Pourquoi l’avais-je alors intitulé « contrepoison », orthographié KONTREPWAZON (http://kontrepwazon.hautetfort.com/) ? J’avoue que j’ai un peu oublié les raisons du choix à l’époque. Mais il y avait sûrement un germe d’esprit de contradiction, de contre-courant, de contre-offensive, de contre-ce que vous voulez. J’y parlais de divers sujets, après avoir commencé sur ce que j’avais appelé MONUMORTS (voir ci-dessus).
J’ignorais, avant d’ouvrir le présent blog, jusqu’à l’existence du mot « alexipharmaque ». Mais quand s’est profilée l’ouverture dudit présent blog, sur le même présent site, il m’a fallu lui donner une appellation. Comme je n’avais pas été mécontent de la précédente, mais comme je ne pouvais plus accéder à mon propre blog, ayant égaré les clés d’entrée, j’ai été obligé de fouiller dans la véritable MALLE AU TRESOR que constitue le livre inépuisable d’ HENRI BERTAUD DU CHAZAUD (Gallimard, collection Quarto, 1853 pages utiles). C’est un Dictionnaire de synonymes et de mots de sens voisin. Vous voulez qu’on parle franchement ? Eh bien, je n’ai jamais vu MIEUX. Et je m’y connais, en dictionnaires. Le « nec plus ultra ». Alors vous allez voir à « contrepoison », et vous tombez sur le premier synonyme : ALEXIPHARMAQUE. Vous avez maintenant la clé étymologique de la cuisine. « Alexis », celui qui protège. « Pharmaque », la substance qui empoisonne (un conseil : méfiez-vous du pharmacien).

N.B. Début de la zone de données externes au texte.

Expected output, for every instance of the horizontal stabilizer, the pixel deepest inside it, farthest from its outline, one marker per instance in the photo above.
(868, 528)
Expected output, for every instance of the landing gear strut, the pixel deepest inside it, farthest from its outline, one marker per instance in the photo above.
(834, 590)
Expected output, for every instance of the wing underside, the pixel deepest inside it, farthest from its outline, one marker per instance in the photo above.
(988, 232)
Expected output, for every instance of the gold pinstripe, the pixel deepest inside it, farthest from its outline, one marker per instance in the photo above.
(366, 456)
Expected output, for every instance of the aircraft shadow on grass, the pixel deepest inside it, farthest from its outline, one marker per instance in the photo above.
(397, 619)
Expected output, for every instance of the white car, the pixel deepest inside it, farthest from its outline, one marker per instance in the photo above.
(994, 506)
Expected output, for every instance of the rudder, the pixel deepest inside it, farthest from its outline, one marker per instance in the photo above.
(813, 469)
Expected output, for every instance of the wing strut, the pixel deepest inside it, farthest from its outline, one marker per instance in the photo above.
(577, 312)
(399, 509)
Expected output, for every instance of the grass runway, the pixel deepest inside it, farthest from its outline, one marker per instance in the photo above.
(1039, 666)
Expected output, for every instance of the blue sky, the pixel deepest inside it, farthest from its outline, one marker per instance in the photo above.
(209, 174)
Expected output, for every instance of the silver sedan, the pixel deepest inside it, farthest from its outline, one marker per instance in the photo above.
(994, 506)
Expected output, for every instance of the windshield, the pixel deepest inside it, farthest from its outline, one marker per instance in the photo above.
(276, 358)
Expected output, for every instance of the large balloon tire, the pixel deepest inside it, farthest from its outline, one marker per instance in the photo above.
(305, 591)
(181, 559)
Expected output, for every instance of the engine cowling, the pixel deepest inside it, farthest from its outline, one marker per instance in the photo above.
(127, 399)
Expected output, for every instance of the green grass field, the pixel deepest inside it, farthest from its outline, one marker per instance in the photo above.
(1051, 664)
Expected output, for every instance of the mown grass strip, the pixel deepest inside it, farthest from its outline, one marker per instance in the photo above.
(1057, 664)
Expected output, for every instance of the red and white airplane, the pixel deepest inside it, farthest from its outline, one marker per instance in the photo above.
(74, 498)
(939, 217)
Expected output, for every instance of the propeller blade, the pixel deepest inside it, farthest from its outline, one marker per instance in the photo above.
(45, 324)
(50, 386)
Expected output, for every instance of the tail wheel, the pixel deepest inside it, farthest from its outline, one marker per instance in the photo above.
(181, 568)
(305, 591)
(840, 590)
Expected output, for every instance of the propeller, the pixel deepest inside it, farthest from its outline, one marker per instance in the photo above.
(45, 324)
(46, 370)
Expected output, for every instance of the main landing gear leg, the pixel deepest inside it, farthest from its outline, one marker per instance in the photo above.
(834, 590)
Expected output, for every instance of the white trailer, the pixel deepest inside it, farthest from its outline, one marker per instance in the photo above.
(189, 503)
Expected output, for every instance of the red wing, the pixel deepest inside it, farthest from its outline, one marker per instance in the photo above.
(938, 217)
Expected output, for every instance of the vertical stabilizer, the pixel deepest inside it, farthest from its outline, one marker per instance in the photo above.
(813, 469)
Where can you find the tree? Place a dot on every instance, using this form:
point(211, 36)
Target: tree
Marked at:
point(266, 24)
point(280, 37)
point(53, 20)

Oui, me direz-vous, mais pourquoi « contrepoison » ? Là encore, cher lecteur bénévole, la question n’est rien d’autre que LEGITIME. Et je tâche de répondre dare-dare à la question légitime. On va dire que ça fait du temps que je pratique ce vice qu’on appelle « impuni » : la lecture. Des livres, évidemment. Essentiellement. Mais aussi la presse : j’ai passé pas mal de temps et d’argent dans la lecture de toutes sortes de journaux et de revues diverses (j’ai collectionné les revues les plus bizarroïdes, comme l’improbable Géranonymo, le minuscule Surprise, et tant d’autres. Je me rappelle un fanzine, Nyarlathotep, un tout petit machin bricolé par Michallet, un camarade de fac qui avait donné un temps dans les thèses situationnistes, mais qui avait tout de même réussi à soutirer pour sa couverture, un dessin à un inconnu, qui s’appelait GIRAUD, célèbre aujourd’hui aussi sous les noms de GIR et de MOEBIUS).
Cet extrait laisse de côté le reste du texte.